Unfortunately, with my mom’s recent lashings, it triggered painful memories and emotions that I chose to not address before. It came at the same time as when my therapist left abruptly which left me uncertain about what I should do next. I told bestie that after waiting for weeks for my case to be transferred to a new therapist from the centre and at the same time unsuccessful in getting hold of another therapist, I wanted to give up. I would figure this out by myself and that means, having to go back to where I was before – suppressing these painful memories again and pretending things will be just fine. Bestie and my aunty encouraged me to keep finding one therapist to address my issues. I knew that this time in therapy, I needed to confront with my childhood demons. I understood later that the root to my anxiety and other symptoms could be traced back to my upbringing.

It’s funny how Bestie and I enjoy talking about vulnerability and shame (especially in reference to Dr Brene’s Brown books) but when it comes to having to seat through being vulnerable and talking about shame, it is perhaps the hardest thing I had to do. Trust me, talking about painful things and crying in front of a complete stranger (current therapist) isn’t something I would ever sign up for especially since I dislike exposing the vulnerable side of me to anyone. It was tough opening up old wounds and exploring how my childhood has shaped my perspectives, my relationships with others and with myself too.

But with every difficulty, comes ease. What I do realise is that, confronting these memories actually bring light to my current issues. Speaking on something shameful with someone in a safe environment may evoke painful emotions but it is more painful when kept inside, pent up for years where it festers and grows into something potentially agonizing. I cannot express how liberating it felt to get it off my chest even though words would constrict at my throat. Before, I was ashamed that I was speaking ill of my family.
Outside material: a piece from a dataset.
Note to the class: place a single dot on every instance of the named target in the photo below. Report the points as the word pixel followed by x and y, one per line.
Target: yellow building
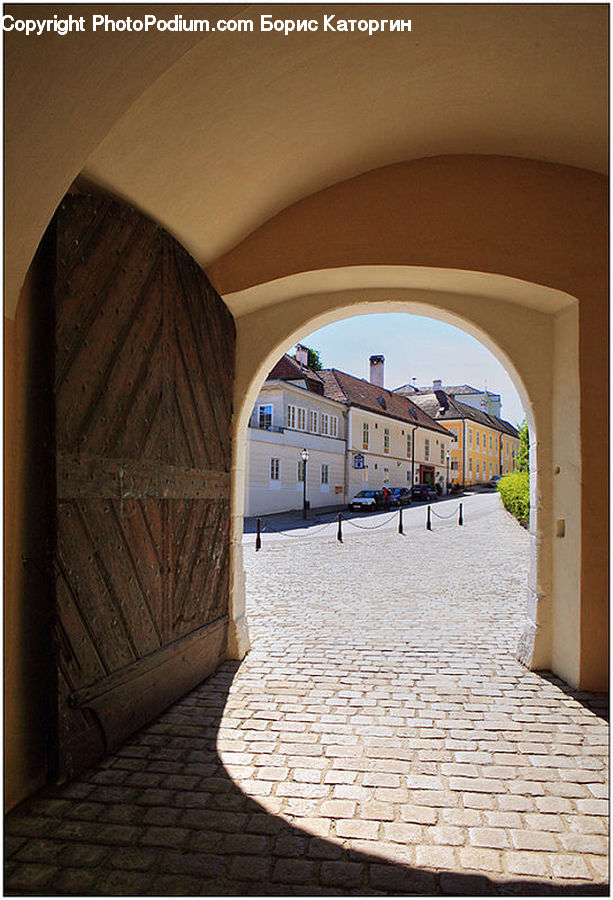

Recognising that moving forward towards recovery requires sitting with difficult emotions and replaying distressing memories would be difficult at first, but it will only get easier as times go by. We need to detach ourselves from feeling guilty of talking about things that had been hurting us and instead, start to address the injustice done.

I still feel like I have a lot of work to do on myself – my self esteem, getting rid of my negative inner voice and that I am worthy of love despite feeling like I don’t deserve any of it. At least, I am aware of this lifetrap and it is step towards recovery.

I hope that any of you out there who finds difficulty in talking about shameful experiences (and I’m sure it’s also eating up inside of you), find someone you trust to talk about it in a safe, non-judgemental environment. Trust me, it will hurt at first. But it will only get better.